Ela conta a história de uma freira que a atormentava no internato, em seu tempo de menina; de um homem que a fez viver longamente entre o desespero e o tédio, a revolta e a humilhação. E fica meio magoada porque a tudo eu sorrio, porque eu não pareço participar do sentimento com que ela fala contra essa gente que passou. Afinal ela também sorri: "Você é meu amigo ou amigo da onça?"

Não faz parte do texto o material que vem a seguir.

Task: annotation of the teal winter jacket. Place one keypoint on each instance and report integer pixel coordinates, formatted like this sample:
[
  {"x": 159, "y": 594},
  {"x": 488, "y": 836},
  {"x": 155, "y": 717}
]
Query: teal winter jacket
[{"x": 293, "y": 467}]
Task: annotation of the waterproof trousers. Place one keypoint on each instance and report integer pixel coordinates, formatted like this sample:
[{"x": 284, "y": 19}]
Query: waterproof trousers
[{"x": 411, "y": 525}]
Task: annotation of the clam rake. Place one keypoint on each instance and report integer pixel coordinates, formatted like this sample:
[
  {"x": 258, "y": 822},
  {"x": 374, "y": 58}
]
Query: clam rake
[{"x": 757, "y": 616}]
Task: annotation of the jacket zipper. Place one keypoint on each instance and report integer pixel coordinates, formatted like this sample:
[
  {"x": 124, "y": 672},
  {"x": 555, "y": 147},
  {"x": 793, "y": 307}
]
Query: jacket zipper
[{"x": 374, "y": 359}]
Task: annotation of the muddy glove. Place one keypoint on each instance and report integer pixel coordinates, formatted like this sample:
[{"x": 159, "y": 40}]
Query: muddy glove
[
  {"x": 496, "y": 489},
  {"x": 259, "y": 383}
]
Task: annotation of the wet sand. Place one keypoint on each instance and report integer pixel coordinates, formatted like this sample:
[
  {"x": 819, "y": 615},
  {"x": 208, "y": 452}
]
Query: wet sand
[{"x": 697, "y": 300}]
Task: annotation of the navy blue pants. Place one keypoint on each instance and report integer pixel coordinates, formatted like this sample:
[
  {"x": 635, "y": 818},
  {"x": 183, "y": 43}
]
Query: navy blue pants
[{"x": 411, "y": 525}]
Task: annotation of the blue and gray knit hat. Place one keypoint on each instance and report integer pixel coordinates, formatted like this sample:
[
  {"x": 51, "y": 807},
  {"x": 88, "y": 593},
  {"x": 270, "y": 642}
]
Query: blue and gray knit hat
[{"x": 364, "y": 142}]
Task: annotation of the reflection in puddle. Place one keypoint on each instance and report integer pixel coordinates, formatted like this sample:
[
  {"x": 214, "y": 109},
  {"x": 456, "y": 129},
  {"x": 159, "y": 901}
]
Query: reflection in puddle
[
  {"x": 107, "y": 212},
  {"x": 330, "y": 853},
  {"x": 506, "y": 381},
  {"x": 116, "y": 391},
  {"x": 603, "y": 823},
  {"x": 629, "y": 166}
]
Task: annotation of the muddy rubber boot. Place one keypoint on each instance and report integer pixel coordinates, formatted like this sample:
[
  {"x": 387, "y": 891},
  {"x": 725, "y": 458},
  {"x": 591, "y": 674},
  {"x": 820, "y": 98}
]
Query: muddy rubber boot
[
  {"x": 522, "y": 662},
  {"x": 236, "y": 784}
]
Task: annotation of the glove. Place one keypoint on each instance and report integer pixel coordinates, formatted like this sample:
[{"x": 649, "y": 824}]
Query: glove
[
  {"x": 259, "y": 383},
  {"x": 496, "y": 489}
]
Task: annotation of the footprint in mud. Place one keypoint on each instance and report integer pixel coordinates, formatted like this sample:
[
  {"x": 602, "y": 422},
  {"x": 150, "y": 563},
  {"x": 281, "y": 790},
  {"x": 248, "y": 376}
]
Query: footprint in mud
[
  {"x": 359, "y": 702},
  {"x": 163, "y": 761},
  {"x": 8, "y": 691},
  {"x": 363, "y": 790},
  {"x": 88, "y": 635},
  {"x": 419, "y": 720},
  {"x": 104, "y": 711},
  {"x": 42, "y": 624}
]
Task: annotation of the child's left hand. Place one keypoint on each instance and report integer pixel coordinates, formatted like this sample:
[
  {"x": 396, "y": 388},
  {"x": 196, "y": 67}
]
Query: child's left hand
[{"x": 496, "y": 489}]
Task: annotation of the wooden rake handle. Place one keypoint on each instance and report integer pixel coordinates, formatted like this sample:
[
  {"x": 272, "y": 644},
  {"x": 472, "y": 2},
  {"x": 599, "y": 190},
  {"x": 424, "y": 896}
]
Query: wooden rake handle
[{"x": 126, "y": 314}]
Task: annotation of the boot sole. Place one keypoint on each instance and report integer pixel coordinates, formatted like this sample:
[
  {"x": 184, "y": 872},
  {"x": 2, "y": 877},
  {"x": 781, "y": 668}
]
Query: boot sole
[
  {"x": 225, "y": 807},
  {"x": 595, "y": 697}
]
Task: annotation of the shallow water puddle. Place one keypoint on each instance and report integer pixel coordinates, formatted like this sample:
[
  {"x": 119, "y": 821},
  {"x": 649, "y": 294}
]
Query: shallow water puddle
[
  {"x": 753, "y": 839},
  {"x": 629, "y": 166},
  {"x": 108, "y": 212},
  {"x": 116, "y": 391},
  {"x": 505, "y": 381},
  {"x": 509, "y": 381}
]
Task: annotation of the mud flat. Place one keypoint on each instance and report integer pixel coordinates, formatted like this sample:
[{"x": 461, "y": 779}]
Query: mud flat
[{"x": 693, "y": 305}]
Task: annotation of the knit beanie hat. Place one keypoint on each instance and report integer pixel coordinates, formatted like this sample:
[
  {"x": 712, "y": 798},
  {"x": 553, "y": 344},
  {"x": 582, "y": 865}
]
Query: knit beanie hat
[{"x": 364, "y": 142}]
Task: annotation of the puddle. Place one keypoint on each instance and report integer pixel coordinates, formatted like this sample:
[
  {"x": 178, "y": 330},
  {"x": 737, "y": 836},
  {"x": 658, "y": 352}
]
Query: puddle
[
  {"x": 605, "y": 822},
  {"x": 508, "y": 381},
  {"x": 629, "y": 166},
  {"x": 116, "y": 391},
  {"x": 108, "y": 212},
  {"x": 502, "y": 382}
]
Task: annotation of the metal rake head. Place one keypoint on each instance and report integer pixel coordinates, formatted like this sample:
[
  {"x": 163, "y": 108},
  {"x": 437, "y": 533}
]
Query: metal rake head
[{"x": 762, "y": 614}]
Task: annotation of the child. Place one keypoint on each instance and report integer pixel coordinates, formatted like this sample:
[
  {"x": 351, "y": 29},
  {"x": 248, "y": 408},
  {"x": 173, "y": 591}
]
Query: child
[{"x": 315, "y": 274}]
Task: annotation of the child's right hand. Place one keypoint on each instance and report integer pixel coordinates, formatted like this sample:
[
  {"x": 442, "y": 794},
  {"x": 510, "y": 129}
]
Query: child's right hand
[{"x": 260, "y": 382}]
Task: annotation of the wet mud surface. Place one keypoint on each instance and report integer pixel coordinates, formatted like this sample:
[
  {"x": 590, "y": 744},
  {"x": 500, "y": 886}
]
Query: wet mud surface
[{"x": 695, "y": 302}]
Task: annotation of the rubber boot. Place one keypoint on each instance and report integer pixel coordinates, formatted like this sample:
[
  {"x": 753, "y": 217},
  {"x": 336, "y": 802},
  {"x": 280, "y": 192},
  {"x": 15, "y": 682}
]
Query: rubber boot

Sou seu amigo. Mas rico ri à toa, e eu me sinto vertiginosamente rico porque essas histórias, alegres ou tristes, ela me conta de mãos dadas, junto de mim. Digo-lhe isso; mas não lhe confesso que aprovo e abençôo todas as coisas e pessoas que povoaram seu passado, e tenho vontade de dizer:
"Benditos teu pai e tua mãe; benditos os que te amaram e os que te maltrataram; bendito o artista que te adorou e te possuiu, e o pintor que te pintou nua, e o bêbedo de rua que te assustou, e o mendigo que disse uma palavra obscena; bendita a amiga que te salvou e bendita a amiga que te traiu; e o amigo de teu pai que te fitava com concupiscência quando ainda eras menina; e a corrente do mar que te ia arrastando; e o cão que uivava a noite inteira e não te deixou dormir; e o pássaro que amanheceu cantando em tua janela, e a insensata atriz inglesa que de repente te beijou na boca; e o desconhecido que passou em um trem e te acenou adeus; e teu medo e teu remorso a primeira vez que traíste alguém; e a volúpia com que o fizeste; e a firme determinação, e o cinismo tranqüilo, e o tédio; e a mulher anônima que te vociferou insultos pelo telefone; e a conquista de ti por ti mesma, para ti mesma; e os intrigantes do bairro que tentam te envolver em suas teias escuras; e a porta que se abriu de repente sobre o mar; e a velhinha de preto que ao te ver passar disse: "moça linda..."; bendita a chuva que tombou de súbito em teu caminho, e bendito o raio que fez saltar teu cavalo, e o mormaço que te fez inquieta e aborrecida, e a lua que te surpreendeu nos braços de um homem escuro entre as grandes árvores azuis. Bendito seja todo o teu passado, porque ele te fez como tu és e te trouxe até mim. Bendita sejas tu."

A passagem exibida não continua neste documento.